Alors, plutôt que de systématiquement ajouter, et si nous considérions également la possibilité de soustraire ?…
🧑💻 Elicit, l’assistant de recherche dopé à l’intelligence artificielle • Pour rechercher des publications scientifiques, peut-être connaissez-vous déjà Google Scholar ? Elicit va un cran plus loin : à partir d’une question de recherche (par ex. ”What are the effects of X on Y”), cet assistant trouve les meilleures publications et génère des informations supplémentaires (méthodes, résultats principaux, critiques possibles…). L’outil en est encore à ses débuts. Il souffre encore de limitations et il ne supporte actuellement que l’anglais, mais il évolue rapidement et semble destiné à un avenir prometteur. En ce qui me concerne, il ne remplace pas encore les autres outils, mais je l’inclus à présent systématiquement dans mon processus de recherche (notamment pour réaliser une revue de littérature rapide).
📝 Rester dans une démarche de développement et d’apprentissage • Que ce soit à titre personnel ou professionnel, nous devons tous et toutes rester à la page. L’apprentissage tout au long de la vie est devenu une condition sine qua non pour développer et mettre à jour nos compétences. Comment y arriver ? Parmi les pistes abordées dans cet article, on peut noter le fait d’adopter un état d’esprit de développement, se fixer des objectifs d’apprentissage et expérimenter des actions en vue de récolter du feedback pour ajuster notre progression.

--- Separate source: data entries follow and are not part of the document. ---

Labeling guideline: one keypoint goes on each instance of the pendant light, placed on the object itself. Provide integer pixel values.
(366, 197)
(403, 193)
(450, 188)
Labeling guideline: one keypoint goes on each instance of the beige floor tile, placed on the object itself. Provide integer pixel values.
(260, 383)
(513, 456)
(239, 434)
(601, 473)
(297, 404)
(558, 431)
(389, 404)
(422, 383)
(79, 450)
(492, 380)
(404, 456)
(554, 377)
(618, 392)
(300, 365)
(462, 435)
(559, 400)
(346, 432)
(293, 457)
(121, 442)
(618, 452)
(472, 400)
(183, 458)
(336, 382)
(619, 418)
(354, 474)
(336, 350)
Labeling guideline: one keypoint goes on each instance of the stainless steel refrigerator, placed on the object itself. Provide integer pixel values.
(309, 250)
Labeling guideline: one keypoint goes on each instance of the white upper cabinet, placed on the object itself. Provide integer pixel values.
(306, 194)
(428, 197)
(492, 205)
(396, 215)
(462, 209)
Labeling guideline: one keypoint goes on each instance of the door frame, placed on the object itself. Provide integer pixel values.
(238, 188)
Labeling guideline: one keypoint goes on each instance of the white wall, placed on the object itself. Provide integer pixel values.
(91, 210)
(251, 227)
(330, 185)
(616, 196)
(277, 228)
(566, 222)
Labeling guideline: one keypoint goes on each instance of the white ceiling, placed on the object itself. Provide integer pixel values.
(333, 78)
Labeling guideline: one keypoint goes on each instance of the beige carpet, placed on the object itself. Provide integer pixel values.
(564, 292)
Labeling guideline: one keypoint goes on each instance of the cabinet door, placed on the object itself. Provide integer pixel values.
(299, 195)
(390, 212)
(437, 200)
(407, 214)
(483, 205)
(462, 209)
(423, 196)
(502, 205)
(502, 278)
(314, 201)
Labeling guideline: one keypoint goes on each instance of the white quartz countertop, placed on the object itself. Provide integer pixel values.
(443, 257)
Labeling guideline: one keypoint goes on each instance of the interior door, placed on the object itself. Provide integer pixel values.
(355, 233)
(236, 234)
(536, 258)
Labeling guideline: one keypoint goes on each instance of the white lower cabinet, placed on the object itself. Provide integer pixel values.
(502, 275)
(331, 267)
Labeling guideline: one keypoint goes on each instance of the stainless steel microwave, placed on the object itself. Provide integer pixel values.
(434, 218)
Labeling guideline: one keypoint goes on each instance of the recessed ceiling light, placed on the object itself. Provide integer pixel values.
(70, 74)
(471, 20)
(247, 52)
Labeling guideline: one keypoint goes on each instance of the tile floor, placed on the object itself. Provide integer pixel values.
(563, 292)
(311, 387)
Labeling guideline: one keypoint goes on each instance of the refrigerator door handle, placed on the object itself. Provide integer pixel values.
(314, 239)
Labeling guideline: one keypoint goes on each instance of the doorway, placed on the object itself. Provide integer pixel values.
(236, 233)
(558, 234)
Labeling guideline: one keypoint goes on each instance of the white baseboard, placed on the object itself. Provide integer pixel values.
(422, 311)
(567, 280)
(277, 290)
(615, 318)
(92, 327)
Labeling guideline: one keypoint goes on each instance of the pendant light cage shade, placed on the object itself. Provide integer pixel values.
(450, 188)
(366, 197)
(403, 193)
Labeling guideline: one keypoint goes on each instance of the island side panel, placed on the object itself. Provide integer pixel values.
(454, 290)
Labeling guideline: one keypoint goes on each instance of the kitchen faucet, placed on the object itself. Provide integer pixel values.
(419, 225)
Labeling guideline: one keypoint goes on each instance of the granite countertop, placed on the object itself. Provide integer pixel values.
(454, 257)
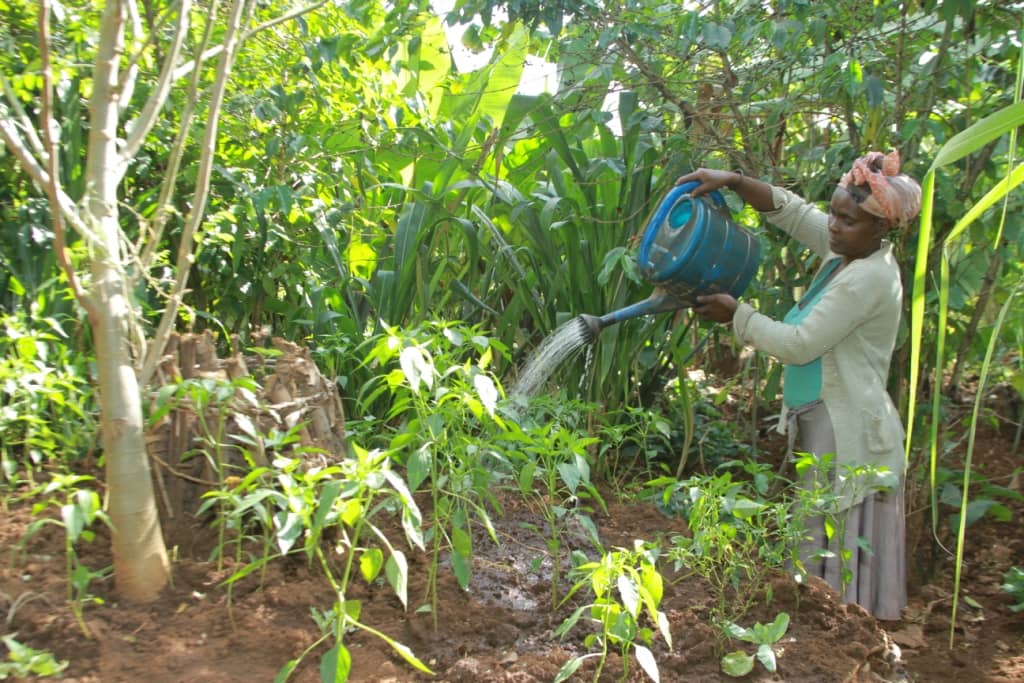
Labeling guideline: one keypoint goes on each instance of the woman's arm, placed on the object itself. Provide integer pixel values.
(846, 304)
(756, 193)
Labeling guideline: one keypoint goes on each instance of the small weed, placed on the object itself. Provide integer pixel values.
(1013, 583)
(24, 662)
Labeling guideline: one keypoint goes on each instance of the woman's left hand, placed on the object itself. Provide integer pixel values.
(717, 307)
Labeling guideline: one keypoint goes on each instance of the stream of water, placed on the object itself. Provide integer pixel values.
(559, 345)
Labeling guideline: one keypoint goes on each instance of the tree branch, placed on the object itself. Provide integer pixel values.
(20, 120)
(155, 103)
(184, 69)
(50, 126)
(231, 42)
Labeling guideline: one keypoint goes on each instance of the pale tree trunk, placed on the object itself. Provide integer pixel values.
(123, 363)
(140, 565)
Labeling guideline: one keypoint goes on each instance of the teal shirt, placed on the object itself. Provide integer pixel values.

🎬 Optimiser sa routine du matin • Cette vidéo, extraite du podcast de Andrew Huberman – neuroscientifique et professeur à l’Université de Stanford –, explore des pistes concrètes pour améliorer notre routine matinale en expliquant le fonctionnement de notre corps face au sommeil et à l’éveil (notamment le rythme circadien). Ce que j’en retiens comme action simple à mettre en place ? Le fait de s’exposer à la lumière naturelle durant 10 minutes le plus tôt possible après le réveil et retarder la consommation de caféine. En terme de changement d’habitude, ce dernier point risque de me poser un sacré défi !
“Habits are the compound interest of self-improvement. The same way that money multiplies through compound interest, the effects of your habits multiply as you repeat them. They seem to make little difference on any given day and yet the impact they deliver over the months and years can be enormous. It is only when looking back two, five, or perhaps ten years later that the value of good habits and the cost of bad ones becomes strikingly apparent.”

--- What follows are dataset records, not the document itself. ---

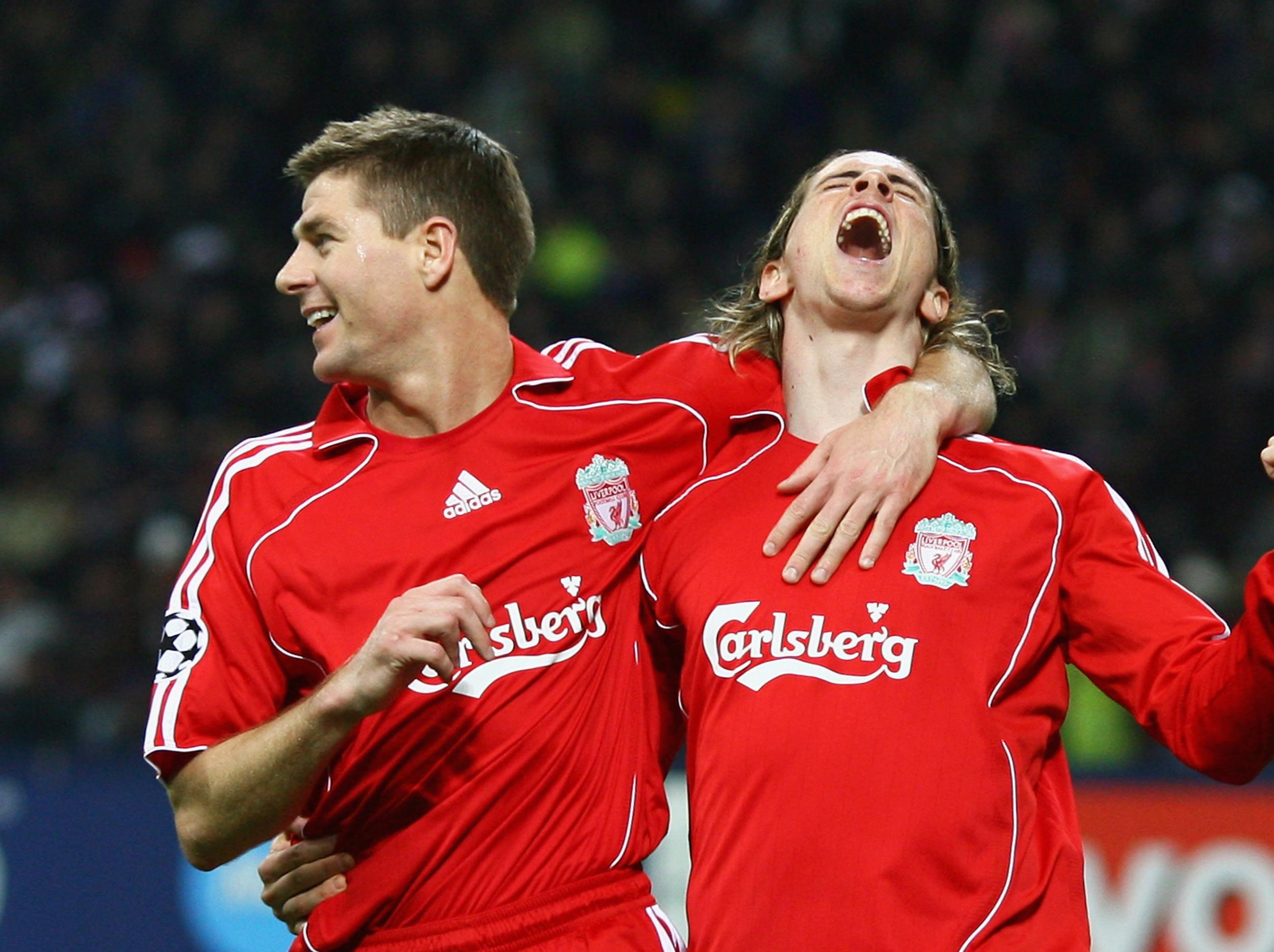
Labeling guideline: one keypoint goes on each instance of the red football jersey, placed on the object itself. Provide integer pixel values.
(530, 772)
(875, 764)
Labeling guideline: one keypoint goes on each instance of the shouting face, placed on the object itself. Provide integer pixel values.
(862, 243)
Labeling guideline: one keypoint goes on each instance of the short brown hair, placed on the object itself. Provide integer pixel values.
(416, 165)
(748, 323)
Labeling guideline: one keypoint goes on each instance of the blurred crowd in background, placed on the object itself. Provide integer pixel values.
(1107, 165)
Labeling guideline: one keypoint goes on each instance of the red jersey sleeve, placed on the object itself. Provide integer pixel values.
(691, 371)
(1204, 691)
(666, 642)
(217, 673)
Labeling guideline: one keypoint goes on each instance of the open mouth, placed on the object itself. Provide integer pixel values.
(316, 319)
(864, 233)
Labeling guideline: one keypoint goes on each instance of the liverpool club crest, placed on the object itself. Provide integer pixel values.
(609, 503)
(941, 555)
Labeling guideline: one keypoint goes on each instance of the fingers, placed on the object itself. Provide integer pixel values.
(279, 843)
(797, 515)
(887, 518)
(847, 533)
(299, 909)
(804, 474)
(289, 857)
(295, 895)
(472, 614)
(832, 532)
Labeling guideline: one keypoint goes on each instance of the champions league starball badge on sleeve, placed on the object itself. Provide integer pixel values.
(181, 645)
(609, 501)
(941, 555)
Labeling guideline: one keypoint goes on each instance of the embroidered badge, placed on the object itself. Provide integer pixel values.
(941, 555)
(609, 503)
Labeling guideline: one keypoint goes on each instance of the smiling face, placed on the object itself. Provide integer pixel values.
(360, 288)
(862, 243)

– extrait de l’ouvrage “Atomic Habits” de James Clear.
Contes et légendes inachevés • Après la publication il y a quelques mois d’une nouvelle version illustrée du Silmarillon, les éditions Christian Bourgois remettent le couvert. Un magnifique ouvrage, superbement édité, pour plonger dans l’univers de la Terre du Milieu développé par J.R.R. Tolkien.
Un funambule sur le sable • Ce roman de Gilles Marchand raconte l’histoire d’un enfant né avec un violon dans la tête. On y suit son évolution, ses questionnements et ses amours. Une très belle histoire sur la différence et l’acceptation, avec une inspiration non dissimulée de “L’écume des jours” de Boris Vian.
Star Wars: Andor • Sauf exceptions, j’ai souvent été déçu des nouvelles adaptations de l’univers Star Wars. À mon goût, cette série se trouve entre deux, des épisodes haletants contrastant avec d’autres fort ennuyeux. Cela reste nénamoins un bon divertissement pour plonger dans les coulisses de la création de l’Alliance Rebelle.
Nous ne sommes pas particulièrement proches, mais même d’un certain lointain : coeur avec les doigts, David.